The find isn't the oldest Torah text in the world: The Leningrad and
the Aleppo bibles - both of them Hebrew codexes, or books - pre-date the
Bologna scroll by more than 200 years. But this is the oldest Torah
scroll of the Pentateuch, the five books of Moses, according to Mauro
Perani, a professor of Hebrew in the University of Bologna's cultural
heritage department.
Two separate carbon-dating tests - performed by the University of
Salento in Italy and the Radiocarbon Dating Laboratory at the University
of Illinois, Urbana-Champaign - confirmed the revised dating, according
to a statement from the University of Bologna.
Such scrolls - this one is 36 metres (40 yards) long and 64
centimetres (25 inches) high - are brought out in synagogues on the
Sabbath and holidays, and portions are read aloud in public. Few such
scrolls have survived since old or damaged Torahs have to be buried or
stored in a closed room in a synagogue.
In a telephone interview, Perani said he was updating the library's
Hebrew manuscript catalogue when he stumbled upon the scroll in
February.
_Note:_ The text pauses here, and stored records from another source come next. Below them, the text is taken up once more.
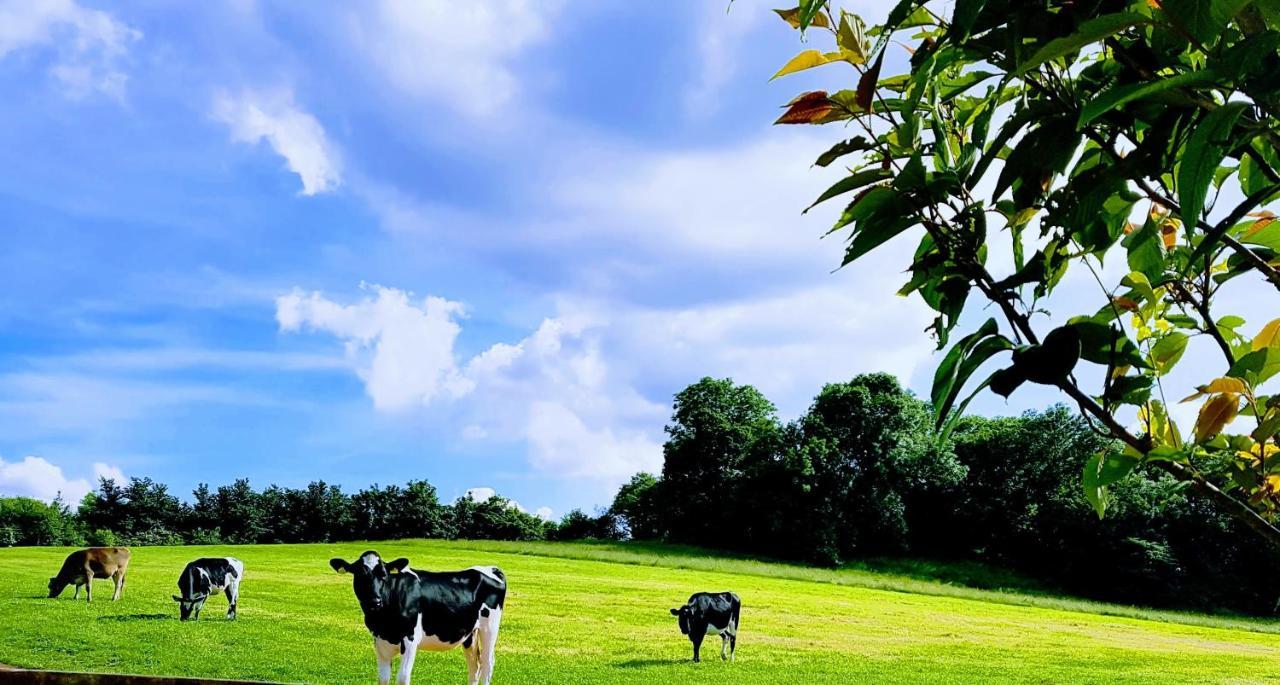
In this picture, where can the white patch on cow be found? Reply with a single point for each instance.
(492, 571)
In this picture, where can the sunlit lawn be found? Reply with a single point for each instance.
(589, 620)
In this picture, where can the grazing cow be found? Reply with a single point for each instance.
(208, 576)
(83, 565)
(711, 613)
(408, 610)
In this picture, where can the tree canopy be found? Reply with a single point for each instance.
(1065, 135)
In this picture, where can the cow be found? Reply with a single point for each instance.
(83, 565)
(410, 610)
(711, 613)
(206, 576)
He said he immediately recognised the scroll had been wrongly
dated by the last cataloguer in 1889, because he recognised that its
script and other graphic notations were far older.
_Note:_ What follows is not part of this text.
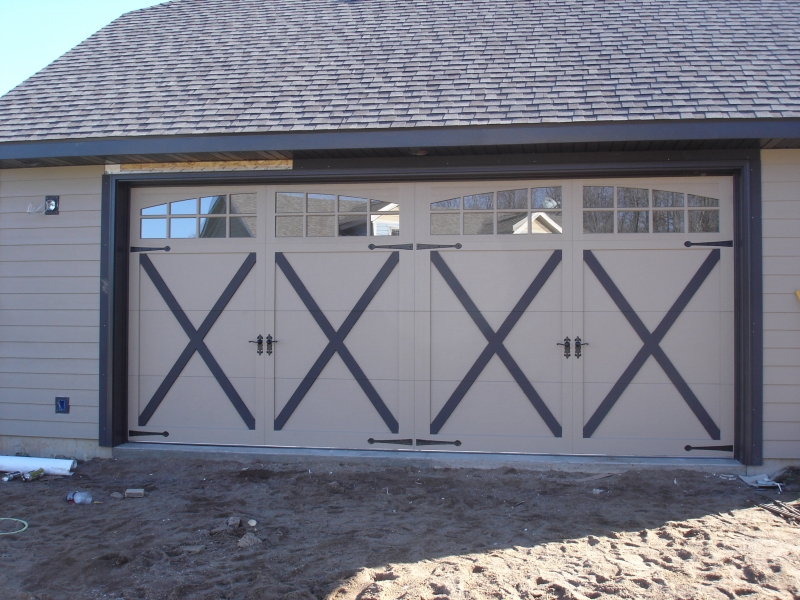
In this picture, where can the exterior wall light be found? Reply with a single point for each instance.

Specifically, he said, the scroll doesn't take into account the
rabbinical rules that standardised how the Pentateuch should be copied
that were established by Maimonides in the late 12th century.
The scroll contains many features and markings that would be
forbidden under those rules, he said.
The 1889 cataloguer, a Jew named Leonello Modona, had described the
letters in the scroll as "an Italian script, rather clumsy-looking, in
which certain letters, as well as the usual crowns and strokes show
uncommon and strange appendices," according to the University of Bologna
release. Perani, however, saw in the document an elegant script whose
square letters were of Babylonian tradition, the statement said.
Perani told The Associated Press it was "completely normal" for a
cataloguer to make such a mistake in the late 1800s, given the "science
of manuscripts was not yet born."
Outside experts said the finding was important, even though older
Hebrew bibles do exist.
"It is fairly big news," said James Aiken, a lecturer in Hebrew and
Old Testament studies at Cambridge University. "Hebrew scholars get
excited by very small things, but it certainly is important and clearly
looks like a very beautiful scroll."
However, Giovanni Garbini, a leading expert on ancient Semitic
languages and retired professor at Rome's La Sapienza university, said
the discovery doesn't change much about what the world knows about
Hebrew manuscripts.
"It's an example of an ancient scroll, but from the point of view of
knowledge, it doesn't change anything," he said in a telephone
interview. But Stephen Phann, acting president of the University of the
Holy Land in Jerusalem and an expert in ancient Jewish manuscripts, said
if accurately dated, the scroll is a rare and important find. "We don't
have anything much from that period," Phann said.